# Dennis Wong Website



## Jeff5614 (Dec 29, 2005)

Dennis Wong now has a website, for all of those interested.

https://www.advancedplantedtank.com/


----------



## Greggz (May 19, 2008)

Thanks for posting that. 

Bookmarked and see I have some serious reading ahead of me.

The guy truly is an artist.

And hey, I just noticed our own @burr740 is referenced on the site. 

Good to see Joe!!


----------



## Immortal1 (Feb 18, 2015)

Have seen several Facebook references to his site lately - lot of great information there!!! Missed the Burr740 reference - will have to look some more.
Have done some data logging with regard to co2 levels - will have to make an update in my build thread.


----------



## Ken Keating1 (Nov 22, 2017)

Very informative site, thanks for the link posting.


----------



## joaoismail (Aug 24, 2017)

Thanks for the info. I have been following him on youtube for a while.


----------



## underH20garden (Dec 19, 2017)

oh nice I as a noob I came across a YT video he made quite amazing really right to the point but still easy to fallow. more about the info rather than being a "you tube personality" I value that. 

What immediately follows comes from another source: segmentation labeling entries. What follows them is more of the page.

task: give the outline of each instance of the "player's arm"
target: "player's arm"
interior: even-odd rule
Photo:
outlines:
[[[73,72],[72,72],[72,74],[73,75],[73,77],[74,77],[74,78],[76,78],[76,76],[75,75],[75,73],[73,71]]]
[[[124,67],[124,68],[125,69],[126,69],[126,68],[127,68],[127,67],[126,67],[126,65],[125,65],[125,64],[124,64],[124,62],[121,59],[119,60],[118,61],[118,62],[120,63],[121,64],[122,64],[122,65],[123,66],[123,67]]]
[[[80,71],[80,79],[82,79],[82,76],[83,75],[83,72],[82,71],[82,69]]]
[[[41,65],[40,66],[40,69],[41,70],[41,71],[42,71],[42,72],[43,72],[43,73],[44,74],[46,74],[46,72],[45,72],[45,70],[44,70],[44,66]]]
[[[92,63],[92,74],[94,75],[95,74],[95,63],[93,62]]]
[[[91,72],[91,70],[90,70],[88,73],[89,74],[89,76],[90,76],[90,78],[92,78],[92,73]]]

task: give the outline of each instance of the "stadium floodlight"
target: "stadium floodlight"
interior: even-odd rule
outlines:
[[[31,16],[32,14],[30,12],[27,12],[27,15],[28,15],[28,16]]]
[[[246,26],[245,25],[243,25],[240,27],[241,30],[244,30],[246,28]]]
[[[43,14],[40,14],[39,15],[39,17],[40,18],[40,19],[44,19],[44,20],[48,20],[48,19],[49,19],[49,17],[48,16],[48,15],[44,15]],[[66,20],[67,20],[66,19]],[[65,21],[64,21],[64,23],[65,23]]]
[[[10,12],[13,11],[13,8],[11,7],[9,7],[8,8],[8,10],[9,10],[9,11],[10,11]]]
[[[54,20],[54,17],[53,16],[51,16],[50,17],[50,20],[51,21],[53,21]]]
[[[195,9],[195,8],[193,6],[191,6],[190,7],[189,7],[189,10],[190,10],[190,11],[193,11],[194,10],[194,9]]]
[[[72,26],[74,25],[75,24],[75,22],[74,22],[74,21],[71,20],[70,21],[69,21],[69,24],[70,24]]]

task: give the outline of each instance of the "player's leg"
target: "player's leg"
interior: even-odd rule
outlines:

differently check out this site ...


----------



## Maryland Guppy (Dec 6, 2014)

Jeff5614 said:


> Dennis Wong now has a website, for all of those interested.
> 
> https://www.advancedplantedtank.com/


Just spent about 1/2 hour checking out this site.
Before my visit there I first thought "Another one of those!":grin2:
From what I read in that short time I would give it a thumbs up for sure.

I wish everyone was required to read this before they are allowed to purchase a plant.
My it would save lots of grief on these forums.
But then we're talking retention and comprehension, it may not work!>


----------



## Greggz (May 19, 2008)

Maryland Guppy said:


> Just spent about 1/2 hour checking out this site.
> Before my visit there I first thought "Another one of those!":grin2:
> From what I read in that short time I would give it a thumbs up for sure.
> 
> ...


Yes I spent some more time with it, and there is SO MUCH good information there, I don't even know where to start. Haven't really found anything I don't agree with so far. 

I think he illustrates just how much work and attention to detail goes into the tanks referenced. I've said this before, tanks like that don't happen by accident. Just the discussion on trimming/pruning/replanting/managing plant mass is worth anyone's time. 

And that's only one of dozens of similar topics.


----------



## Vallisneria (Mar 15, 2018)

Thanks for the link. I found it interesting that he recommends starting with small tank if you are a beginner, contrary to most of what you read today. There are sure some beautiful aquariums shown.


----------



## ipkiss (Aug 9, 2011)

Maryland Guppy said:


> I wish everyone was required to read this before they are allowed to purchase a plant.
> My it would save lots of grief on these forums.
> But then we're talking retention and comprehension, it may not work!>


Indeed. I'm going to start linking so many threads that I reply in to him. It's all the good,useful planted tank information from this site, barreport, and current leaders in the hobby all collated and rolled into one place. I've always had issues finding places to link to sometimes so I don't sound like I'm just spouting random crap. Now I have 'references' when I blow my hot air!


----------



## Darkblade48 (Jan 4, 2008)

Interesting...I should try to find this fellow and meet him to pick his brain


----------



## ipkiss (Aug 9, 2011)

Darkblade48 said:


> Interesting...I should try to find this fellow and meet him to pick his brain


Considering you're both "old timers" of this site and highly referenced by members, I'm surprised you two haven't already!


----------



## Nigel95 (Mar 5, 2017)

The site has so much good information. Really happy with all this info. 

Definitely check it out guys!! This guy is very skilled in growing plants. And also makes nice scapes.


----------



## Maryland Guppy (Dec 6, 2014)

Darkblade48 said:


> Interesting...I should try to find this fellow and meet him to pick his brain


Don't think picking his brain is even needed. It's all right there.
Just spent an hour reviewing his website and there is solid info there.
Expected to see or catch some shortcomings but no.

Personally having a hard time with watching videos so not gone there yet.
Seen too many videos filled with BS in the past. 

Could think of many things to add but it would clutter his approach and add too much science and chemistry.
He's on track for a hobbyist level website and keeping the fun in it. :thumbsup:


----------



## tontamoo (Jul 22, 2017)

*thanks*

Thanks for sharing the link. I've watched almost all his videos on Youtube, and he definitely has quality, informative content. Like someone else said, I have lots of reading to do.


----------



## Chlorophile (Aug 2, 2011)

I've watched all his youtube videos, smart and informative with a logical scientific perspective. 
He's careful not to say things that he doesn't have some evidence for which is nice!


----------



## Tiger15 (Jan 7, 2018)

He is a master practitioner and has journals of his low to high tech tanks, all stunning. 

http://www.plantedtank.net/forums/1...-3ft-high-tech-low-tech-nano-experiments.html

I read through his web site,youtube and journals which are loaded with good tips and accurate information.


----------